Of late, a section of scientists have migrated to the saffron cause; why else would prominent space scientist and former ISRO chairman G Madhavan Nair claim that there could be water on the moon as it is claimed in some shlokas [the most popular form of verse line used in Sanskrit poetry, its metre said to be derived from Vedic literature].
Still, students of IIT Kharagpur had issued a statement against the police action on Anand Teltumbde, a civil rights activist, and several teachers and alumni of the institute. Perhaps they will not silently accept the sermonising they receive from leaders peddling psuedo-science in many different ways.
At the end of the first term of the BJP-led National Democratic Alliance government, more than 200 scientists appealed to Indian voters to reject intolerance, lynching, assaults, discrimination on religious grounds, or on the basis of caste, gender, language or region. When it was issued, the letter was considered and unusual move from India’s research community, who rarely male political or social interventions.
It is incumbent on the Speaker of Parliament and the President of India to promote the scientific temper and a spirit of enquiry and reform. It is not too much to expect them—even unsuccessfully—to counter the blather with a dash of sense.
Last month, India launched Chandrayaan 2, a mission to land a rover on the moon.
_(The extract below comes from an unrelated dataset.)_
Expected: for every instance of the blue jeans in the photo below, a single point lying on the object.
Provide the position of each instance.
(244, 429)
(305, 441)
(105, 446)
This was considered as a significant step demonstrating scientific and engineering capacity. “It put India firmly within a select group of countries prowling the solar system for commercial, strategic, and scientific reasons,” as Pervez Hoodbhoy, the prominent Pakistani physicist and human rights activist, wrote in Dawn newspaper.
“It is natural that India’s Hindutva government should boast Chandrayaan-2 as its own achievement and claim continuation with imagined glories from Vedic times. But rightfully the credit goes elsewhere. Just imagine if history could be wound back by 70-80 years and prime minister Jawaharlal Nehru was replaced by Narendra Modi... an army of rishis [sages] would outnumber physicists. The cure for cancer would be sought in yoga while floods and earthquakes would somehow be linked to cow slaughter. Instead of devising Chandrayaan, Indian scientists would be searching for the fictitious Vimana of Ravana.
But Nehru or not, the war on science is on and cannot be fought by scientist unless India’s actual achievements in the field are re-emphasised. Ordinary students, teachers and intellectuals must question patently false claims, scrutinise them and ridicule such pearls of wisdom. This is why the students of IIT Bombay are worth emulating.
Subhash Gatade is an activist and social and political commentator. Views are personal.